Hi,
I am developing some processing pipelines (Quality Control, Mapping, Variant Calling ...) for NGS data.
Certainly a bad behavior, but at the beginning you make some choices about your pipeline (tools used, order of tools, home-made code for a particular step, ...) and your pipeline gives you satisfaction for quite a while. But then one day, a brand new mapper arrives and you need to remove the old core mapping algorithm and plug in the new one (and you may need to adapt some processing around this tool as well). This new pipeline will generate new results with its own specificities and one has to be able to get back the exact sequence of processing tools used. The older pipeline is not going to be deleted and might be used again for some specific project.
There are several levels of changes that may need to be tracked.
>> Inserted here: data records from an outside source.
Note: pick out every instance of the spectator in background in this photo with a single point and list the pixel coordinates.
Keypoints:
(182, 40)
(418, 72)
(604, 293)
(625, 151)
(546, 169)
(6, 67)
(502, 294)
For instance if we look at a pipeline as a series of processing boxes, changes could be :
- A tool inside a box changes (
BWA
forStampy
for instance) - The version of a used tool in a box changes
- Parameters supplied to a tool change (
bwa sampe
forbwa sampe -s
) - Order of processing changes (
MarkDup
beforeIndelRealigner
or the opposite) - Others minor changes in the code that could slightly affect the behavior of pipeline
What changes, in your opinion, requires to be tracked and what are your experience/practice on this matter ? Is this essentially a manual task or some tools do exist to provide an automatic numbering?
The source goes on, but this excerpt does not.